Iosif Lazaridis, Nick Patterson, Alissa Mittnik, Gabriel Renaud, Swapan Mallick, Karola Kirsanow, Peter H. Sudmant, Joshua G. Schraiber, Sergi Castellano, Mark Lipson, Bonnie Berger, Christos Economou, Ruth Bollongino, Qiaomei Fu, Kirsten I. Bos, Susanne Nordenfelt, Heng Li, Cesare de Filippo, Kay Prüfer, Susanna Sawyer, Cosimo Posth, Wolfgang Haak, Fredrik Hallgren, Elin Fornander, Nadin Rohland, Dominique Delsate, Michael Francken, Jean-Michel Guinet, Joachim Wahl, George Ayodo, Hamza A. Babiker, Graciela Bailliet, Elena Balanovska, Oleg Balanovsky, Ramiro Barrantes, Gabriel Bedoya, Haim Ben-Ami, Judit Bene, Fouad Berrada, Claudio M. Bravi, Francesca Brisighelli, George B. J. Busby, Francesco Cali, Mikhail Churnosov, David E. C. Cole, Daniel Corach, Larissa Damba, George van Driem, Stanislav Dryomov, Jean-Michel Dugoujon, Sardana A. Fedorova, Irene Gallego Romero, Marina Gubina, Michael Hammer, Brenna M. Henn, Tor Hervig, Ugur Hodoglugil, Aashish R. Jha, Sena Karachanak-Yankova, Rita Khusainova, Elza Khusnutdinova, Rick Kittles, Toomas Kivisild, William Klitz, Vaidutis Kučinskas, Alena Kushniarevich, Leila Laredj, Sergey Litvinov, Theologos Loukidis, Robert W. Mahley, Béla Melegh, Ene Metspalu, Julio Molina, Joanna Mountain, Klemetti Näkkäläjärvi, Desislava Nesheva, Thomas Nyambo, Ludmila Osipova, Jüri Parik, Fedor Platonov, Olga Posukh, Valentino Romano, Francisco Rothhammer, Igor Rudan, Ruslan Ruizbakiev, Hovhannes Sahakyan, Antti Sajantila, Antonio Salas, Elena B. Starikovskaya, Ayele Tarekegn, Draga Toncheva, Shahlo Turdikulova, Ingrida Uktveryte, Olga Utevska, René Vasquez, Mercedes Villena, Mikhail Voevoda, Cheryl A. Winkler, Levon Yepiskoposyan, Pierre Zalloua, Tatijana Zemunik, Alan Cooper, Cristian Capelli, Mark G. Thomas, Andres Ruiz-Linares, Sarah A. Tishkoff, Lalji Singh, Kumarasamy Thangaraj, Richard Villems, David Comas, Rem Sukernik, Mait Metspalu, Matthias Meyer, Evan E. Eichler, Joachim Burger, Montgomery Slatkin, Svante Pääbo, Janet Kelso, David Reich, and Johannes Krause.

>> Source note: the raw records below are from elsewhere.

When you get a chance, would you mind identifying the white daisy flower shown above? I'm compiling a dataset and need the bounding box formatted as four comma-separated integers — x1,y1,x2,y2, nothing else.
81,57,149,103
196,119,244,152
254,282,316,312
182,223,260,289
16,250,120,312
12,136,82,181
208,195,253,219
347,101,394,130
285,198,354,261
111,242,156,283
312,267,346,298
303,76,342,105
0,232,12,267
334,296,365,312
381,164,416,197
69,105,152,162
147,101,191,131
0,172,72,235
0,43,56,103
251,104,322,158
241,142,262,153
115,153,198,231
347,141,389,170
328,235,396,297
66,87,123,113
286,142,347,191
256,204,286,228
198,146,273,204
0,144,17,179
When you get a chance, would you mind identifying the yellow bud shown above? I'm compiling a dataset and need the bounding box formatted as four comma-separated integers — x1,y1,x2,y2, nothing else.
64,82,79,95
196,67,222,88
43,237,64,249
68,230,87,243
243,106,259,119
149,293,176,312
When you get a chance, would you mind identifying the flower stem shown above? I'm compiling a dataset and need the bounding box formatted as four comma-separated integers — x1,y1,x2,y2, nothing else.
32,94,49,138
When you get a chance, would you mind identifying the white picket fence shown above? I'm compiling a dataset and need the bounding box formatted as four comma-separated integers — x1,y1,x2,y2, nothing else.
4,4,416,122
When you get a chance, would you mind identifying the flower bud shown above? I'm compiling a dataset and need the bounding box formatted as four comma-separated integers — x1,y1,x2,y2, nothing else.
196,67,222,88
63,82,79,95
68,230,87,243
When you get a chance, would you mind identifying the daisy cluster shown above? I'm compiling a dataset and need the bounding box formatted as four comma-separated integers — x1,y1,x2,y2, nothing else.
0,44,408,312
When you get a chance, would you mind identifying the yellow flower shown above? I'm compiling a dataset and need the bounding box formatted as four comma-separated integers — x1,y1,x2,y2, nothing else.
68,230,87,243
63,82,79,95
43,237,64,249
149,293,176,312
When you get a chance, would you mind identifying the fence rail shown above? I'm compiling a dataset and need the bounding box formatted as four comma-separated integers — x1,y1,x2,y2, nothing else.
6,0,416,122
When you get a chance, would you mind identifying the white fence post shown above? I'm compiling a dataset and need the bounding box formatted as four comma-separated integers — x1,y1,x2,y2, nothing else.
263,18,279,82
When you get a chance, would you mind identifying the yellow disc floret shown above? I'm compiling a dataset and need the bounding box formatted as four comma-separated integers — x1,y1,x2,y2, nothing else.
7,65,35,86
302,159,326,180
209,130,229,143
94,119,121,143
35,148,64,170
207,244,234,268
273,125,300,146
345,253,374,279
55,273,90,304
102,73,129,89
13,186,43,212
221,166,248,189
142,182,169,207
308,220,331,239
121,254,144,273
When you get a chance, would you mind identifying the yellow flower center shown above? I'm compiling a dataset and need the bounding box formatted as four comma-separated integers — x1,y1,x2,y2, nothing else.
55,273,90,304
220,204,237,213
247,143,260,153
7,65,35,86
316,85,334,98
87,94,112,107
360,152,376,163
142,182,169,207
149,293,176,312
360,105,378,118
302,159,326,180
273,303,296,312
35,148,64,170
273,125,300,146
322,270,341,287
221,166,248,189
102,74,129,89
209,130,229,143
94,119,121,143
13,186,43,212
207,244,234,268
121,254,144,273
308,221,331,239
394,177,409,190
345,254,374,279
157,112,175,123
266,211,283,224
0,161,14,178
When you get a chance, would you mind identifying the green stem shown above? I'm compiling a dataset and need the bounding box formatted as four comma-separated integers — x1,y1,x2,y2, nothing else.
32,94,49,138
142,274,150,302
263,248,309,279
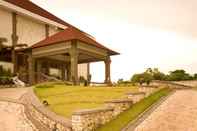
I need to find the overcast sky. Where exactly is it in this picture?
[32,0,197,81]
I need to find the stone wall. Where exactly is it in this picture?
[22,89,72,131]
[105,99,133,116]
[126,92,146,103]
[72,107,114,131]
[0,8,12,45]
[28,105,71,131]
[139,86,159,97]
[72,86,160,131]
[151,80,193,89]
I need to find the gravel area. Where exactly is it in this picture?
[135,90,197,131]
[0,101,35,131]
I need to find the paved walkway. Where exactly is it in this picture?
[0,88,29,100]
[135,90,197,131]
[0,88,35,131]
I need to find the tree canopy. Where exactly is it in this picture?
[131,68,197,84]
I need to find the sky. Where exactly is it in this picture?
[32,0,197,82]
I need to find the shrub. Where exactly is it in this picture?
[36,84,54,88]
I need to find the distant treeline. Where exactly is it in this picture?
[118,68,197,85]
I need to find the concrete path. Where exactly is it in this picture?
[0,88,36,131]
[132,90,197,131]
[0,88,29,100]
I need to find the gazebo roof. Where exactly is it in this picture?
[32,27,119,55]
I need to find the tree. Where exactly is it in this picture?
[131,72,153,85]
[167,69,192,81]
[152,68,165,80]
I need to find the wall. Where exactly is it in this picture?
[0,8,12,45]
[49,26,60,36]
[17,15,45,46]
[72,87,160,131]
[78,64,88,79]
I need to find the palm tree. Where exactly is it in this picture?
[0,37,27,73]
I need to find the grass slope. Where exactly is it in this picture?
[97,88,171,131]
[34,85,138,117]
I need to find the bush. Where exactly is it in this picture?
[36,84,54,88]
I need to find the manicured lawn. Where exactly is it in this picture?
[98,88,171,131]
[34,85,138,117]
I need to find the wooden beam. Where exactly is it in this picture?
[12,12,18,73]
[69,40,79,85]
[45,24,49,38]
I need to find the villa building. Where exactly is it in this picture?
[0,0,118,84]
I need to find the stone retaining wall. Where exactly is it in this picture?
[72,107,113,131]
[22,90,72,131]
[72,86,160,131]
[0,84,17,89]
[151,80,192,89]
[126,92,146,103]
[105,99,133,116]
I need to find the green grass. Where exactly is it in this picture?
[97,88,171,131]
[34,84,138,117]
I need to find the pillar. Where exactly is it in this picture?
[104,56,111,84]
[28,52,35,85]
[70,40,79,85]
[12,13,18,73]
[36,60,42,82]
[62,64,66,81]
[66,63,71,81]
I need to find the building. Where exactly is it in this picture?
[0,0,118,84]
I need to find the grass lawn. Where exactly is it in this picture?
[97,88,171,131]
[34,85,138,118]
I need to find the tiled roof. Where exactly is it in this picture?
[4,0,70,26]
[4,0,92,37]
[32,28,119,55]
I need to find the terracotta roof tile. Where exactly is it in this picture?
[32,28,119,55]
[4,0,92,37]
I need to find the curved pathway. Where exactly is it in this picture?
[0,88,36,131]
[133,90,197,131]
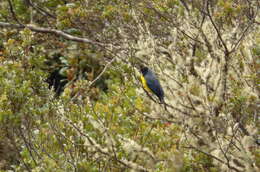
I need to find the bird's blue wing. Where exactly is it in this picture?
[145,73,164,100]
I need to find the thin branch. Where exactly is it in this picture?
[0,22,107,46]
[25,0,56,19]
[206,1,229,53]
[89,58,116,87]
[8,0,21,24]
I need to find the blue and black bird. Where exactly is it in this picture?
[140,65,166,109]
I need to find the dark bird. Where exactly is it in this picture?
[140,65,166,109]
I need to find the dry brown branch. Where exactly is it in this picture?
[0,22,107,46]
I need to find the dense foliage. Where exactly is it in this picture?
[0,0,260,172]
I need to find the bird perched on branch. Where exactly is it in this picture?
[140,65,166,109]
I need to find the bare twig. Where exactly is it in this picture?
[8,0,21,24]
[0,22,106,46]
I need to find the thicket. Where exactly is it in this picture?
[0,0,260,172]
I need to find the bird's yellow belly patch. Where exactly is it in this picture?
[141,75,151,92]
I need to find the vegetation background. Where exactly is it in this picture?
[0,0,260,172]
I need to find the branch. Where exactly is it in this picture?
[0,22,106,46]
[206,1,229,53]
[8,0,21,24]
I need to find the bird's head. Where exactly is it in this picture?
[139,64,148,75]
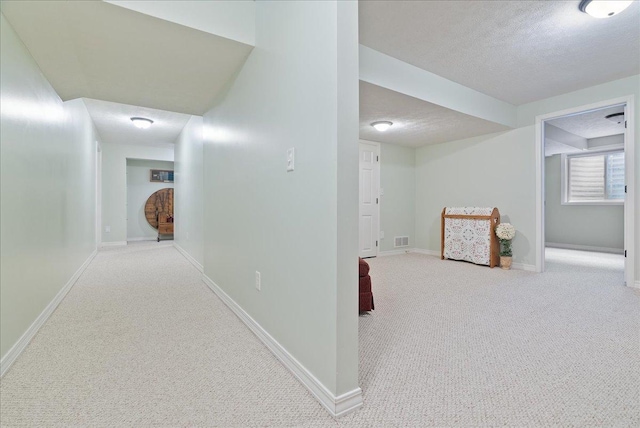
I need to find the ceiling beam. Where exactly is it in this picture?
[360,45,517,128]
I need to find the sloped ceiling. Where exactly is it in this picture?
[359,0,640,105]
[2,1,253,115]
[546,106,624,138]
[83,98,191,147]
[360,81,510,147]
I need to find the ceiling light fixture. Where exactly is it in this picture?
[131,117,153,129]
[604,113,624,125]
[579,0,633,18]
[371,120,393,132]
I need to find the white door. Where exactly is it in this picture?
[359,142,380,258]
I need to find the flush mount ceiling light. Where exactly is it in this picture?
[604,113,624,125]
[580,0,633,18]
[131,117,153,129]
[371,120,393,132]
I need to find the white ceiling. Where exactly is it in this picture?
[360,81,510,147]
[546,106,624,139]
[83,98,191,147]
[2,1,253,115]
[359,0,640,105]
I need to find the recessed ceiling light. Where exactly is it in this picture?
[131,117,153,129]
[579,0,633,18]
[371,120,393,132]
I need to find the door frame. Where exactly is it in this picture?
[535,95,636,287]
[358,139,382,257]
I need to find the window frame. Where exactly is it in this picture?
[560,145,627,206]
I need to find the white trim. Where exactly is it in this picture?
[512,263,537,272]
[100,241,127,247]
[546,242,624,254]
[358,139,382,257]
[202,274,362,417]
[560,149,626,206]
[535,95,636,286]
[412,248,442,257]
[173,241,204,272]
[378,248,414,257]
[0,250,98,377]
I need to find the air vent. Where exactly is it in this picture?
[393,236,409,248]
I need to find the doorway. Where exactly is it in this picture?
[536,97,635,286]
[358,140,380,259]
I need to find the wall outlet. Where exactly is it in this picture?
[287,147,296,172]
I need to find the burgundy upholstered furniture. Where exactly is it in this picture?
[359,258,374,311]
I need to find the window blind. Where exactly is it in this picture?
[568,155,605,202]
[605,152,624,199]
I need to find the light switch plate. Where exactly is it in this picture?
[287,147,296,172]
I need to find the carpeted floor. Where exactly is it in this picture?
[0,243,640,427]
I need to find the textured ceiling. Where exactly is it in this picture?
[83,98,191,147]
[2,1,252,115]
[360,81,509,147]
[359,0,640,105]
[546,106,624,138]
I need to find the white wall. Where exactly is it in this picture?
[0,15,98,358]
[380,144,416,251]
[101,143,173,244]
[416,76,640,274]
[545,155,624,251]
[127,159,175,241]
[174,116,204,266]
[204,1,358,402]
[416,129,535,265]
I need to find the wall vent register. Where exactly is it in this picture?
[393,236,409,248]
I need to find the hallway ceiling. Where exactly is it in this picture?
[2,1,253,115]
[360,81,510,147]
[359,0,640,105]
[83,98,191,147]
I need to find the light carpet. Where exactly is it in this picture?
[0,243,640,427]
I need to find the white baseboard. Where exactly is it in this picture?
[173,241,204,272]
[412,248,441,257]
[202,274,362,417]
[100,241,127,247]
[545,242,624,254]
[0,250,98,377]
[378,248,413,257]
[127,236,158,242]
[511,263,536,272]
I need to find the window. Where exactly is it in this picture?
[562,150,624,205]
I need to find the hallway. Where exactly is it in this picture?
[0,241,640,427]
[0,242,333,427]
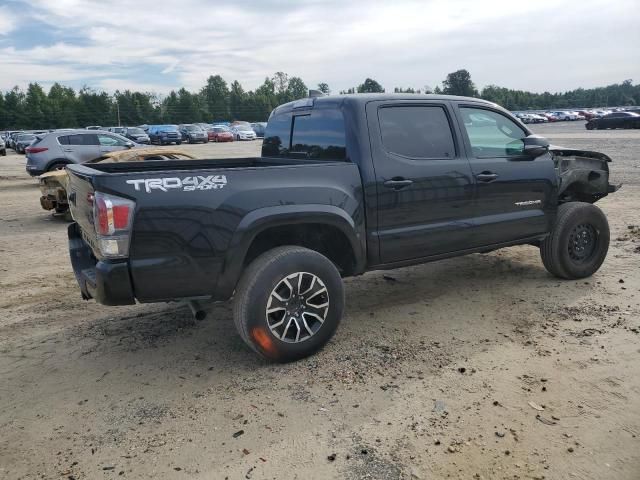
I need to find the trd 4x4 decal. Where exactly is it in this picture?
[127,175,227,193]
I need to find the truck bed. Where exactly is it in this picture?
[73,157,327,173]
[67,157,365,304]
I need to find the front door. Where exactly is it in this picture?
[458,103,557,247]
[367,101,474,263]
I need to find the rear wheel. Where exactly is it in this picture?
[540,202,609,279]
[233,246,344,362]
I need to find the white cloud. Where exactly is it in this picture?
[0,0,640,92]
[0,6,17,37]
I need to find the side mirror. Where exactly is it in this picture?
[522,135,549,158]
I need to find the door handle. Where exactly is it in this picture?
[476,172,500,183]
[383,177,413,190]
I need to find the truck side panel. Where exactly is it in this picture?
[69,162,365,302]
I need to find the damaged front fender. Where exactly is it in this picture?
[549,146,620,203]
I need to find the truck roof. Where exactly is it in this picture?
[274,93,496,116]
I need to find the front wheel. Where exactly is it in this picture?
[540,202,609,279]
[233,246,344,362]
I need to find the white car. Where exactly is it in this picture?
[231,124,257,140]
[553,112,582,121]
[529,113,549,123]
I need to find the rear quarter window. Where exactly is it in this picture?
[378,105,456,159]
[262,109,347,161]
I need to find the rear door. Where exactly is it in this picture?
[59,133,100,163]
[367,101,474,263]
[457,102,557,247]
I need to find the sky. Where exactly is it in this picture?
[0,0,640,95]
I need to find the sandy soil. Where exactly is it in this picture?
[0,122,640,480]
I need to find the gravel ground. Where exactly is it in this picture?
[0,122,640,480]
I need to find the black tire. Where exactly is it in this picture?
[233,246,344,362]
[540,202,609,280]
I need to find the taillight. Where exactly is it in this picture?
[24,147,49,153]
[93,192,136,258]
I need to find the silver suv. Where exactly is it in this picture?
[25,130,138,177]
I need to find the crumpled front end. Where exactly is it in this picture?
[549,146,620,203]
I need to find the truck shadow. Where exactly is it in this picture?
[61,247,588,371]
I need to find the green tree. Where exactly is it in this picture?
[271,72,289,95]
[47,82,79,128]
[24,83,51,128]
[229,80,247,120]
[358,78,384,93]
[4,86,29,128]
[287,77,309,101]
[200,75,230,121]
[442,69,478,97]
[318,83,331,95]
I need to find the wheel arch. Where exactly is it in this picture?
[44,158,73,172]
[216,205,366,299]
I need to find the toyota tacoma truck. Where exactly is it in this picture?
[67,94,617,361]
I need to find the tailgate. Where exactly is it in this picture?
[67,168,96,253]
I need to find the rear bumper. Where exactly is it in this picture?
[68,223,136,305]
[25,163,44,177]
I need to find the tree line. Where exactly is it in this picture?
[0,69,640,130]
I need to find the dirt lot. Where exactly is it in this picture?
[0,122,640,480]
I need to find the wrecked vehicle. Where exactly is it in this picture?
[63,94,617,362]
[38,148,195,214]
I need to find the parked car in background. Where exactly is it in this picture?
[553,111,583,122]
[178,123,209,143]
[529,113,549,123]
[26,130,136,177]
[231,123,257,141]
[7,130,25,150]
[251,122,267,138]
[207,125,233,142]
[147,125,182,145]
[576,110,598,120]
[13,133,36,153]
[105,127,125,135]
[585,112,640,130]
[121,127,149,143]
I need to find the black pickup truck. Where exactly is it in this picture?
[67,94,616,361]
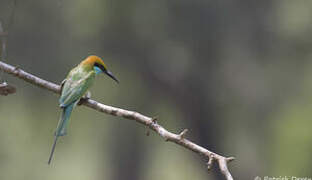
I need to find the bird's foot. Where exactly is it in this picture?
[77,91,91,106]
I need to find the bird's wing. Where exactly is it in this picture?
[59,71,95,107]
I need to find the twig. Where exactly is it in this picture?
[0,61,234,180]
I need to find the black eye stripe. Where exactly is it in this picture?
[94,63,106,72]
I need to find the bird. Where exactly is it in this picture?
[48,55,119,164]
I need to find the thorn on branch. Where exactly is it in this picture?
[226,157,235,162]
[179,129,188,139]
[13,66,20,74]
[0,82,16,96]
[146,129,150,136]
[207,155,215,171]
[152,117,158,124]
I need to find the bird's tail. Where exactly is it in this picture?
[48,103,76,164]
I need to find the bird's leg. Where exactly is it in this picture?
[77,91,91,106]
[60,79,66,92]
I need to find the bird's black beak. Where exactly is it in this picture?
[105,70,119,83]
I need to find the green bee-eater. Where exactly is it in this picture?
[48,56,118,164]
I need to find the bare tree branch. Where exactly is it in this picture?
[0,61,234,180]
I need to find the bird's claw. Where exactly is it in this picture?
[77,91,91,106]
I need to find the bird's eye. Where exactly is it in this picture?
[94,63,106,72]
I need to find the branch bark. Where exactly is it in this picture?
[0,61,234,180]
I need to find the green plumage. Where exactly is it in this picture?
[48,64,96,164]
[48,56,118,164]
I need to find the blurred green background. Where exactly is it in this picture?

"Ancient human genomes suggest three ancestral populations for present-day Europeans."
Nature 513 (September 18, 2014): pages 409-413.
"Extended Data Figure 7: Evidence for Siberian gene flow into far north-eastern Europe" explains that certain ethnicities of northeastern Europe, including Saami people, "share more alleles with Han Chinese than with other Europeans who are arrayed in a cline from Stuttgart to Lithuanians/Estonians in a plot of f4(Test, BedouinB; Han, Mbuti) against f4(Test, BedouinB; MA1, Mbuti)."
A. Johansson, M. Ingman, S. J. Mack, H. Erlich, and U. Gyllensten. "Genetic origin of the Swedish Sami inferred from HLA class I and class II allele frequencies." European Journal of Human Genetics 16:11 (November 2008): pages 1341-1349. First published online on May 14, 2008. This is a study of human leukocyte antigen (HLA) haplotypes on chromosome 6 that regulate the immune system. The researchers concluded that 87% of Saami DNA is of European origin while 13% is of Asian origin. They say "Our HLA analyses indicate a higher proportion of Asian ancestry in the Sami than shown by previous genetic studies." The Asian HLA alleles they found in the Saami from Sweden were B*4001, A*2402, DRB1*0901, and DRB1*1101.